Professional poker player Phil Ivey is taking his legal dispute with London-based Genting Casinos to the highest court in the UK, following a ruling against him in the Court of Appeal.

All the way to the top: Phil Ivey is taking his baccarat winnings case to the UK's highest court.
All the way to the top: Phil Ivey is taking his baccarat winnings case to the UK’s highest court.

The World Series winner admits to using ‘edge counting’ at the baccarat table to net himself a cool £7.7 million ($9.9 million) in winnings. While clearly gaining an advantage over the house, the technique is not strictly prohibited – and Ivey maintains that his payout is therefore due to him.

The Supreme Court has agreed to hear the case, reports PA, on the basis that Ivey did not actually breach any laws and that he played the game fairly.
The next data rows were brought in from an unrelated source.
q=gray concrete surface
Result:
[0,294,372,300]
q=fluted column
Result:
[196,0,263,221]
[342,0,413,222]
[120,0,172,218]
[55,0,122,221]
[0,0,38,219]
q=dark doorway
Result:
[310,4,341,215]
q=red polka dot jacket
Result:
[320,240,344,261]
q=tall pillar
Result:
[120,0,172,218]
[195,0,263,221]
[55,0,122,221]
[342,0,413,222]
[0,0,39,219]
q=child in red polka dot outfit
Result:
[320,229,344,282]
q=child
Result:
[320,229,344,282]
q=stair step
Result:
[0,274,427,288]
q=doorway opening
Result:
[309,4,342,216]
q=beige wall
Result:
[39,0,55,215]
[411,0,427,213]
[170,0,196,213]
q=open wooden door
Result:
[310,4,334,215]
Genting maintains that the manner used to win was “not legitimate”. They have withheld the player’s winnings, though Ivey’s stake of £1 million was returned to him.

What is edge counting?

The technique used by Ivey involved identifying cards which had slight faults in the patterns on the back, so that when turned they could be more easily counted and identified. The player did not interact with the cards himself, but asked the dealer to turn them for ‘superstitious reasons’. The compliant dealer unknowingly helped Ivey stack the deck in his favor – allowing him to pick up the large return on his £1 million play.

Legal questions for all gamblers who count on an advantage

Edge counting, like card counting, is not strictly prohibited. However, it is not approved of by casinos or by most other players, and is certainly a form of advantage play. Ivey told reporters that: “I was upset as I had played an honest game and won fairly. My integrity is infinitely more important to me than a big win.”

Despite receiving sympathetic responses from the Appeal Court judges, the previous verdict ruled in Genting’s favor.

Now the highest court in the UK must determine whether Ivey is eligible for his winnings and whether he did indeed play the game fairly. If the court decides in the player’s favor, this will set a clear precedent to be carried forward in other advantage play disputes in the UK.

Players who use sorting and counting techniques could be given a clear indication that their methods are legal – which might spell bad news for casinos that have easily exploited weaknesses.

Ivey maintains that he merely took advantage of the Genting’s failure to check their cards: perhaps anti-cheating mechanisms will need to get a whole lot tougher in the future.